A Natural History of Dragons, Marie Brennan
Review from April 12th, 2013
It took me a while to get round to finishing reading this, even once I was a decent way into it and knew I wanted to finish it. It’s a slow sort of book, one I suspect you will either get on with or not based on the narrator and setting. The idea is of a Victorian-era analogue in which dragons exist, and in which one young woman has the opportunity of a lifetime to go and study dragons scientifically after having obsessed over them all her life. The conceit is that it’s narrated by her in the form of memoirs, in a very Victorian sort of style.

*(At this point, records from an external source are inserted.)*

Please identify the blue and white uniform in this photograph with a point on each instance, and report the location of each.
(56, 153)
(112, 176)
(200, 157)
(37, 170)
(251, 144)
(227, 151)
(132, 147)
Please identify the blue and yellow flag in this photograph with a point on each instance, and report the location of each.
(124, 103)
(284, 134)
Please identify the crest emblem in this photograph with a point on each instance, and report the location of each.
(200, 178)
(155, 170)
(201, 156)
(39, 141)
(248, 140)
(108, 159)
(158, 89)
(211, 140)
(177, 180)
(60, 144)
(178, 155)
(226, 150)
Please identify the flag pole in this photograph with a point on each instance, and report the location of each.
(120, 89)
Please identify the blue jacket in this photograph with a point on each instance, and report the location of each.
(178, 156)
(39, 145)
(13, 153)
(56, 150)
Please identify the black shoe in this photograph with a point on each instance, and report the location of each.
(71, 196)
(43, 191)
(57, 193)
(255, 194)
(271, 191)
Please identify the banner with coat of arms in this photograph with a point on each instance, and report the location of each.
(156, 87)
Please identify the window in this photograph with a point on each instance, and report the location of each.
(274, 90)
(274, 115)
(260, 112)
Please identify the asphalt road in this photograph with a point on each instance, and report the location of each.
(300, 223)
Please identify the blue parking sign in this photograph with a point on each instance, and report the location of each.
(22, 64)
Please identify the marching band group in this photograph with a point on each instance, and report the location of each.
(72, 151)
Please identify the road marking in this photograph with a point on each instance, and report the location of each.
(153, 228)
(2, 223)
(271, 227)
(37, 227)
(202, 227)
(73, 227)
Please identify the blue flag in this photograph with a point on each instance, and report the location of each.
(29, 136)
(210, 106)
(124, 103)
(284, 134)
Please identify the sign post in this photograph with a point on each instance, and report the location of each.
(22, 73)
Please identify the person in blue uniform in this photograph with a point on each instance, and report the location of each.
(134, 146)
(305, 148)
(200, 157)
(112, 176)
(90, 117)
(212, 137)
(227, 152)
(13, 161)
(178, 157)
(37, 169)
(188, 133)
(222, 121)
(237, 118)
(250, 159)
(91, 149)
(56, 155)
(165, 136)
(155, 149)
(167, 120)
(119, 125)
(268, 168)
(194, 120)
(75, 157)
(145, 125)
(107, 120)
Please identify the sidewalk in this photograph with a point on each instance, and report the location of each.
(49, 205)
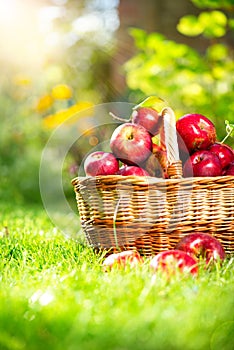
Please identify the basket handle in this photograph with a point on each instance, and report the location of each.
(170, 141)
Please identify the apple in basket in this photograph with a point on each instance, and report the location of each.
(123, 259)
(201, 245)
(131, 143)
(173, 261)
(202, 163)
(230, 169)
(132, 170)
(224, 152)
(149, 118)
(196, 131)
(101, 163)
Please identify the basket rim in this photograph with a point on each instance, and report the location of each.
(151, 179)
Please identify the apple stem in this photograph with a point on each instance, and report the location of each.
(119, 118)
(229, 130)
(226, 137)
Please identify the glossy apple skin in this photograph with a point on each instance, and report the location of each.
(197, 132)
(230, 169)
(172, 261)
(202, 245)
(224, 152)
(132, 170)
(149, 118)
(131, 143)
(129, 258)
(100, 163)
(202, 163)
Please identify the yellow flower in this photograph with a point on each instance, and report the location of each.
(44, 103)
(22, 80)
(62, 92)
(65, 115)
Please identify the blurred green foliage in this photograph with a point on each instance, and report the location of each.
(190, 81)
(21, 140)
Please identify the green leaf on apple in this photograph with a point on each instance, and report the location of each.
(229, 130)
(154, 102)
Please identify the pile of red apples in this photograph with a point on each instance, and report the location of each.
(136, 148)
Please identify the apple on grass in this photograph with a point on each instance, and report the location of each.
(173, 261)
(224, 152)
(196, 131)
(127, 170)
(131, 143)
(202, 163)
(149, 118)
(202, 245)
(101, 163)
(130, 258)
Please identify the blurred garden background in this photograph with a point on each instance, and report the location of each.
(59, 57)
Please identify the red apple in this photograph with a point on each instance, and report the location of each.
(230, 169)
(131, 143)
(202, 163)
(224, 152)
(129, 258)
(101, 163)
(132, 170)
(196, 131)
(171, 261)
(202, 245)
(149, 118)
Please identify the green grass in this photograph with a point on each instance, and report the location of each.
(54, 295)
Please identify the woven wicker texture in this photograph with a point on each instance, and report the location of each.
(152, 214)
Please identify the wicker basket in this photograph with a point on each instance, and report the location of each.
(151, 214)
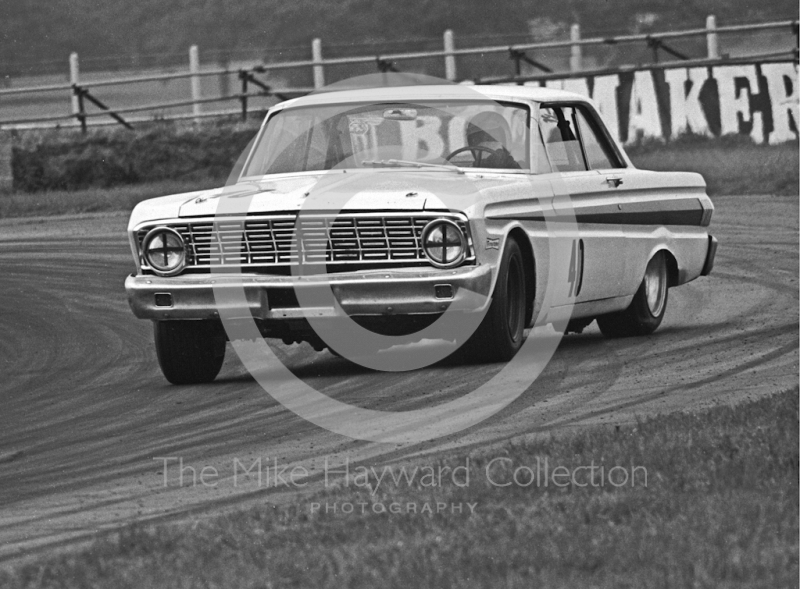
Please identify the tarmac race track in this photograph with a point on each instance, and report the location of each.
(84, 409)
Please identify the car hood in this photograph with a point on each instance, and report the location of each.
(374, 191)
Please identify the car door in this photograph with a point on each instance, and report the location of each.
(589, 171)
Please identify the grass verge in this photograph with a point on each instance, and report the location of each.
(719, 509)
(93, 200)
(730, 165)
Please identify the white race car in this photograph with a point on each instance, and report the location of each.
(410, 202)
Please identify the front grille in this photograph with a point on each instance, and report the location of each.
(364, 240)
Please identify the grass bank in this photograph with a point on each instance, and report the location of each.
(730, 165)
(717, 507)
(93, 200)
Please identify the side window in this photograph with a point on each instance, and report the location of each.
(598, 153)
(560, 136)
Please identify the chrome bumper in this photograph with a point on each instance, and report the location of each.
(710, 255)
(409, 291)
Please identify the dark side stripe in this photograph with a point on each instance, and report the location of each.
(667, 212)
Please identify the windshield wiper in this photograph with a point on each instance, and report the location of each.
(409, 164)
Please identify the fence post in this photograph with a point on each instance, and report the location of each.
(316, 57)
(576, 53)
(449, 58)
(711, 37)
(194, 68)
(6, 171)
(74, 80)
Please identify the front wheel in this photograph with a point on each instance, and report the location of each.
(189, 352)
(501, 333)
(647, 309)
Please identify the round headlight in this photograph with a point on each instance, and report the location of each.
(164, 251)
(444, 243)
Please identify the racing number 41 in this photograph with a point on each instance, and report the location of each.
(575, 275)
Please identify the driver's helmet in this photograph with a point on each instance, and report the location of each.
(488, 126)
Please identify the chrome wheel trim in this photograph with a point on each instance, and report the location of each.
(655, 284)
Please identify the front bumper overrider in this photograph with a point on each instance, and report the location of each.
(406, 291)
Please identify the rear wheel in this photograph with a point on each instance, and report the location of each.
(647, 309)
(189, 352)
(501, 333)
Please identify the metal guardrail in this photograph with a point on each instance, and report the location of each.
(385, 62)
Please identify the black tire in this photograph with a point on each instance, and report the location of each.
(501, 333)
(189, 352)
(645, 312)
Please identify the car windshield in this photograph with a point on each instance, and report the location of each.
(431, 135)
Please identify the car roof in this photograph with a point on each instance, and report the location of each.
(434, 92)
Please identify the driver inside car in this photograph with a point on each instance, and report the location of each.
(487, 135)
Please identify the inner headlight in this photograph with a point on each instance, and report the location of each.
(444, 243)
(164, 251)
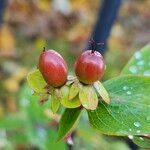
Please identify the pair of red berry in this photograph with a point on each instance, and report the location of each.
(89, 67)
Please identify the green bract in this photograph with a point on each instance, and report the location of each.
(119, 106)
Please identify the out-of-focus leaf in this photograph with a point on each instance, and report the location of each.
(67, 121)
(65, 99)
(36, 81)
(102, 91)
(55, 103)
(88, 97)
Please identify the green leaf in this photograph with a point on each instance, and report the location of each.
(88, 97)
(139, 63)
(36, 81)
(55, 102)
(74, 90)
(64, 100)
(102, 91)
(142, 141)
(68, 121)
(129, 108)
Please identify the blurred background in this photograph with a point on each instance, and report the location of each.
(26, 26)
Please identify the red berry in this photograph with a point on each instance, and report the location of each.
(53, 68)
(89, 67)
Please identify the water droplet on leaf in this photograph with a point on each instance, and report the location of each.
(138, 131)
(137, 124)
(138, 55)
(133, 69)
(130, 137)
(125, 88)
(129, 92)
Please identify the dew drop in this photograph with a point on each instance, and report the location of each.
(24, 102)
(129, 92)
(138, 131)
(138, 55)
(125, 88)
(133, 69)
(85, 105)
(137, 124)
(130, 129)
(130, 137)
(140, 63)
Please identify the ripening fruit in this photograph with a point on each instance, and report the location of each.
(89, 67)
(53, 68)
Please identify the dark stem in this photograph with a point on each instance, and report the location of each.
(94, 45)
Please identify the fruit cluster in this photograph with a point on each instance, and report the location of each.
(80, 91)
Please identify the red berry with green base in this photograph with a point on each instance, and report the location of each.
(89, 67)
(53, 68)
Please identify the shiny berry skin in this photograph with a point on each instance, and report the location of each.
(89, 67)
(53, 68)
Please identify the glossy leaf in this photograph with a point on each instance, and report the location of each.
(129, 108)
(55, 103)
(65, 99)
(68, 121)
(36, 81)
(139, 63)
(74, 90)
(142, 141)
(102, 91)
(88, 97)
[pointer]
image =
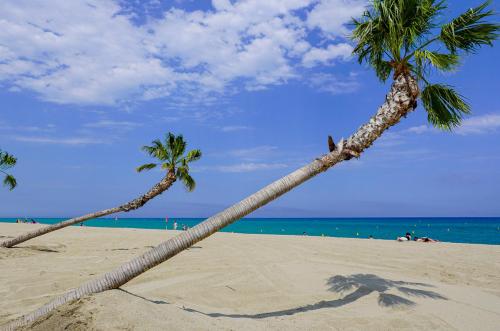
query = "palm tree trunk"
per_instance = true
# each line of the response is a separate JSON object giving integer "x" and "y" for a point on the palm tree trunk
{"x": 158, "y": 189}
{"x": 399, "y": 102}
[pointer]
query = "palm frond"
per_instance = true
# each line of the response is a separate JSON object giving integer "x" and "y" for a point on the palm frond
{"x": 147, "y": 166}
{"x": 193, "y": 155}
{"x": 445, "y": 107}
{"x": 10, "y": 182}
{"x": 468, "y": 31}
{"x": 443, "y": 62}
{"x": 7, "y": 160}
{"x": 185, "y": 177}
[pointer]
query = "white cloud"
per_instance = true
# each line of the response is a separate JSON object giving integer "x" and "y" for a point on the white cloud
{"x": 327, "y": 55}
{"x": 332, "y": 84}
{"x": 472, "y": 125}
{"x": 331, "y": 16}
{"x": 93, "y": 52}
{"x": 480, "y": 124}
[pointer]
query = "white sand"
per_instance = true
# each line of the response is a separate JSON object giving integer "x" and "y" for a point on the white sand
{"x": 254, "y": 282}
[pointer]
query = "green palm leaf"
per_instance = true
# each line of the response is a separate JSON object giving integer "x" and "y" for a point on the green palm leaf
{"x": 147, "y": 166}
{"x": 468, "y": 31}
{"x": 443, "y": 62}
{"x": 174, "y": 159}
{"x": 10, "y": 182}
{"x": 445, "y": 107}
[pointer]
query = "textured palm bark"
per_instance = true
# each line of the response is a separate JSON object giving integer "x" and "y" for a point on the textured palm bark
{"x": 399, "y": 102}
{"x": 156, "y": 190}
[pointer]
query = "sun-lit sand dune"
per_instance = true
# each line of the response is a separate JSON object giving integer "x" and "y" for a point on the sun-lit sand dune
{"x": 253, "y": 282}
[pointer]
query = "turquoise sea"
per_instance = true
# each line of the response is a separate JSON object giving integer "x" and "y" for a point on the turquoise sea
{"x": 459, "y": 230}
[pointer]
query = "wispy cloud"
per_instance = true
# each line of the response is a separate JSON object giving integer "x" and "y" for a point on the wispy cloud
{"x": 113, "y": 56}
{"x": 243, "y": 167}
{"x": 333, "y": 84}
{"x": 480, "y": 124}
{"x": 254, "y": 153}
{"x": 125, "y": 125}
{"x": 232, "y": 128}
{"x": 61, "y": 140}
{"x": 473, "y": 125}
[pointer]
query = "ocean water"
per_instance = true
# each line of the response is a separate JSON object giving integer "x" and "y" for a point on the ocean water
{"x": 459, "y": 230}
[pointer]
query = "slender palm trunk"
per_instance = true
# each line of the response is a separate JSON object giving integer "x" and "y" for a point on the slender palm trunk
{"x": 399, "y": 102}
{"x": 158, "y": 189}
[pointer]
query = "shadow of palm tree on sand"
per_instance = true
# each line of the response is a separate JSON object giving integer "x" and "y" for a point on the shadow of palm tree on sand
{"x": 359, "y": 285}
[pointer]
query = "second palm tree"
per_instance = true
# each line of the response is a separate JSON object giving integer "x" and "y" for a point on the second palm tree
{"x": 173, "y": 159}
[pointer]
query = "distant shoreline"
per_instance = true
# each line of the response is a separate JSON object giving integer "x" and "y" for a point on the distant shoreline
{"x": 453, "y": 230}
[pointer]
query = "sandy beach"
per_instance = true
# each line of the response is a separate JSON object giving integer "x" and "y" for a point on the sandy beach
{"x": 254, "y": 282}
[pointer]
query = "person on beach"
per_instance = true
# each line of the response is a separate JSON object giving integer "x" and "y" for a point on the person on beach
{"x": 426, "y": 240}
{"x": 407, "y": 237}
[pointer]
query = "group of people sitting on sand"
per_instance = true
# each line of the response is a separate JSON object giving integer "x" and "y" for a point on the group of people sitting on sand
{"x": 31, "y": 221}
{"x": 407, "y": 237}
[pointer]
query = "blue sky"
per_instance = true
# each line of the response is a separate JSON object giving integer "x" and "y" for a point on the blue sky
{"x": 256, "y": 85}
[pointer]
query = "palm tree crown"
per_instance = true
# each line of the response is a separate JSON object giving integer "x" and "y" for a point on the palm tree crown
{"x": 402, "y": 37}
{"x": 172, "y": 157}
{"x": 7, "y": 161}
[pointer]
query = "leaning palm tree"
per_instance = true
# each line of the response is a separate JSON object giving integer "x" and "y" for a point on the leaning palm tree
{"x": 173, "y": 160}
{"x": 393, "y": 36}
{"x": 7, "y": 161}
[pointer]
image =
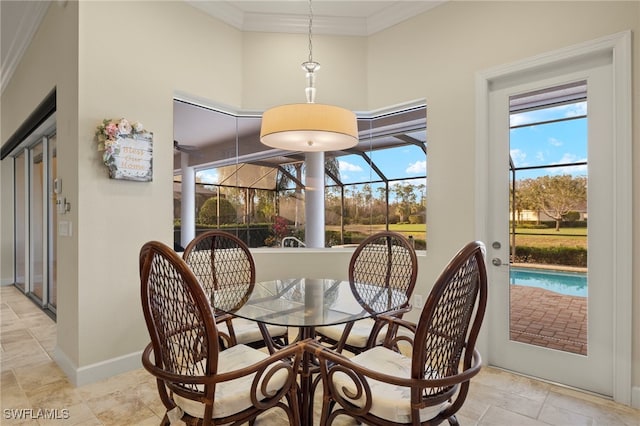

It’s fascinating in its attempts to place a female character realistically in a society that is a Victorian analogue and have her still free enough to have this sort of story happen to her without it sounding far fetched — it mostly works, I think. Unfortunately it’s also pretty slow, and relatively uneventful when compared to so many other dragon books. I did get into it (or rather, back into it) eventually, but I can see it won’t be to everyone’s taste. I did, after all, also love Jonathan Strange and Mr Norrell.
The illustrations are, by the way, perfect. I spent quite a while examining each one in detail. And the world built up around this story is both frustrating in its close and quite naked similarities to ours and tantalising in details that aren’t comparable, or at least instantly placeable.